Dès la Libération, Oradour-sur-Glane devient un symbole de la barbarie nazie. Dès le 5 mars 1945, le général de Gaulle visite les ruines. Classé Monument historique, muni d'enceinte, le village est maintenu tel quel pour rendre compte de ce triste épisode. La conservation du village paraît d'autant plus nécessaire aux survivants que les corps des victimes ont été calcinés afin de ne pas être reconnaissable. Dès lors, les ruines qui subsistent sont à l'image de la peine des familles et des proches : éternelle faute de pouvoir en faire le deuil.
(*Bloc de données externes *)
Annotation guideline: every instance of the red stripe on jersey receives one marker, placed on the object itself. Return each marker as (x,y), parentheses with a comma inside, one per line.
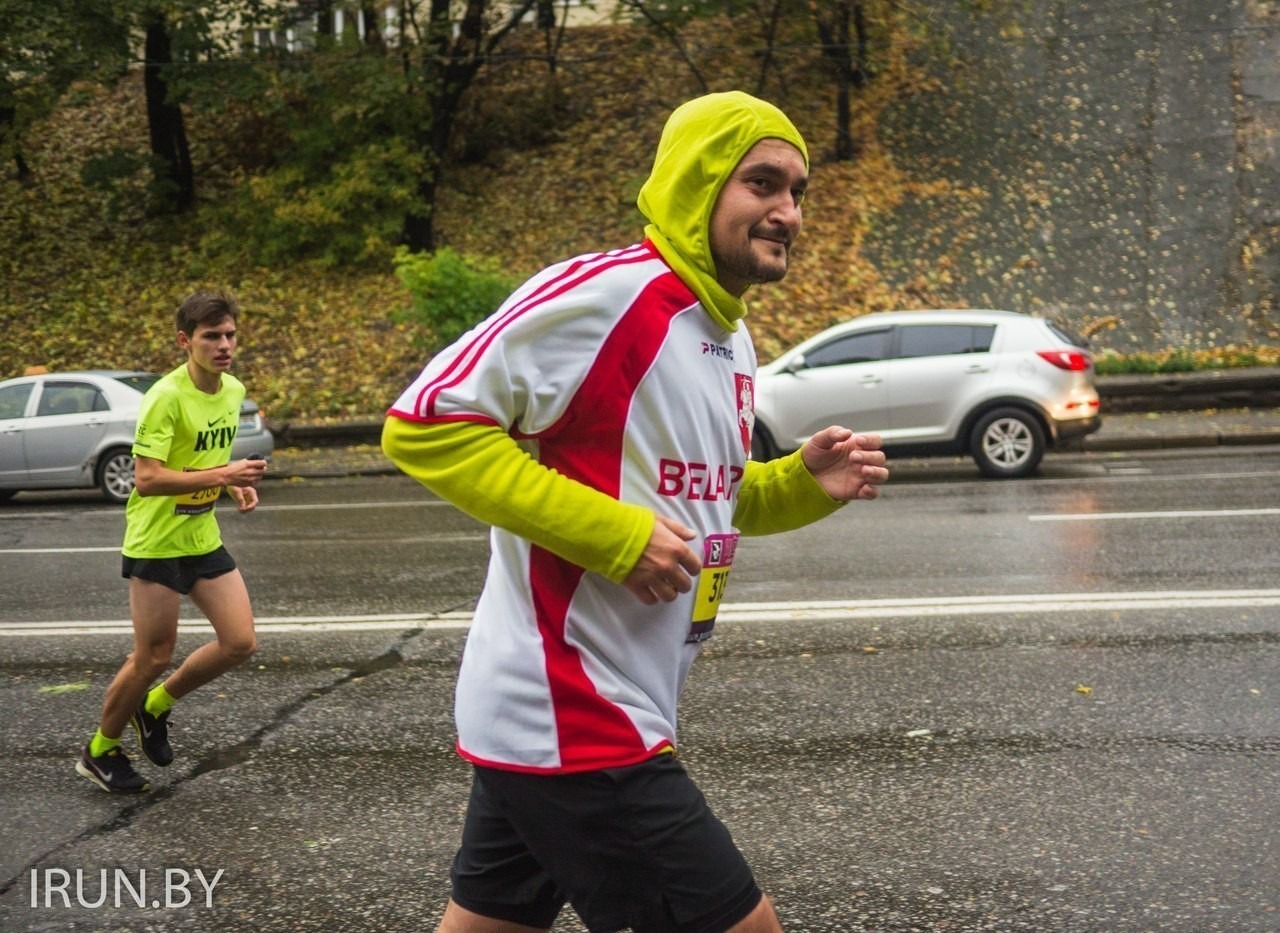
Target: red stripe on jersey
(579,271)
(586,444)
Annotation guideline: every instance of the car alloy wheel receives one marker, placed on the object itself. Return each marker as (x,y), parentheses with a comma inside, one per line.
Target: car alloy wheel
(1008,443)
(115,475)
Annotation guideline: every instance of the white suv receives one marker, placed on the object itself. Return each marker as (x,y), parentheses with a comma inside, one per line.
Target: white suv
(997,385)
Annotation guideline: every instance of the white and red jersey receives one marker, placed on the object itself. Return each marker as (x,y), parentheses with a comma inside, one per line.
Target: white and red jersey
(609,371)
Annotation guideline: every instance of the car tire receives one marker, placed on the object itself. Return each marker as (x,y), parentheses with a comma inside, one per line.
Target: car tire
(1008,443)
(763,448)
(115,474)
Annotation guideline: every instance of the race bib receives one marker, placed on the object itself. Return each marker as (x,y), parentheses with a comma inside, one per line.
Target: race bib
(199,502)
(712,582)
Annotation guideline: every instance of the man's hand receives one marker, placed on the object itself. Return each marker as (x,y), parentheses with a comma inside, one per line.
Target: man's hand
(245,472)
(664,567)
(246,497)
(846,465)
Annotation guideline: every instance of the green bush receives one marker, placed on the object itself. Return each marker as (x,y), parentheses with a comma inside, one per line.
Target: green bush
(451,293)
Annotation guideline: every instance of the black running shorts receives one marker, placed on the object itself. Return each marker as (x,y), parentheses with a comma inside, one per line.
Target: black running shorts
(627,847)
(179,572)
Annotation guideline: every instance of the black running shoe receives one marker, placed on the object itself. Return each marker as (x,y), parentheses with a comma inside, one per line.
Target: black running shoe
(112,772)
(152,735)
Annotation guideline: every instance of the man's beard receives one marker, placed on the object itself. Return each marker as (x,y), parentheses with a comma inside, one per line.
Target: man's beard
(750,268)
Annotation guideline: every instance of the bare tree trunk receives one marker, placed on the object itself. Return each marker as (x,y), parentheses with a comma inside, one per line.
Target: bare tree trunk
(174,175)
(833,30)
(449,64)
(8,127)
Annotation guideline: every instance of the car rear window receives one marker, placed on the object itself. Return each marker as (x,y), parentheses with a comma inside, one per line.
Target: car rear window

La carte d'Oradour-sur-Glane : 

Comment visiter le village d'Oradour-sur-Glane ?

Les habitants et le gouvernement français décident de conserver le village tel quel pour en faire un lieu de mémoire. Un nouveau bourg est construit à proximité pour les survivants. Les ruines des différents bâtiments sont conservées en l'état tandis qu'un mur d'enceinte est construit tout autour. Seule l'église a été déblayée, notamment pour pouvoir récupérer les corps des femmes et des enfants. Dans le cimetière, un Mémorial (Martyrium) est inauguré, tandis qu'un Centre de la mémoire est créé en 1999. Ce musée permet de visiter le site d'Oradour-sur-Glane. Des visites virtuelles sont également possibles :

Que s'est-il passé lors du procès d'Oradour-sur-Glane ?

Les survivants et les familles des victimes réclament que justice soit rendue. Après une longue instruction, le procès des accusés débute le 12 janvier 1953 à Bordeaux. Mais celui-ci montre rapidement ses limites : sur 150 à 160 soldats présents sur les lieux du crime, 65 sont poursuivis mais seulement 21 comparaissent, parmi lesquels ne figure aucun officier. De surcroît, 14 Alsaciens dont 13 "Malgré-nous" figurent sur le banc des accusés. Tandis que le Limousin a longuement attendu et fait pression pour obtenir ce procès, l'Alsace défend ses enfants incorporés contre leur gré dans la SS. L'Alsace ayant été réintégrée en Allemagne en 1940, les jeunes devaient à partir de 1942 y faire leur service militaire. Cette mesure avait alors été très douloureusement ressentie en Alsace. Depuis la Libération, celle-ci demande d'ailleurs reconnaissance et indemnités. Admettre que des Alsaciens soient condamnés au même titre que les Allemands lui paraît donc inconcevable. En face, les Limousins estiment que l'on ne doit pas faire passer les bourreaux pour des victimes et que, Allemand ou Alsaciens, les coupables doivent être condamnés. 

Lorsque le verdict tombe, hormis les condamnations par contumace, seulement deux allemands présents se voient infliger la peine capitale. La plupart des Français sont condamnés à la perpétuité, ce qui provoque la colère de l'Alsace. Finalement, au nom de l'unité nationale, le Parlement vote l'amnistie des Malgré-nous le 19 février. Cette mesure provoque un fort ressentiment dans le Limousin. En signe de protestation, les habitants d'Oradour-sur-Glane refusent que les cendres des victimes soient placées dans le Mémorial construit par l'Etat. Pendant un mois, le procès aura pris une valeur très politique, dans laquelle les deux régions, s'estimant chacune victime, aura revendiqué le statut de "victime". Finalement, aucune exécution à la peine capitale ne sera suivie d'effet et les détenus allemands seront libérés en 1959.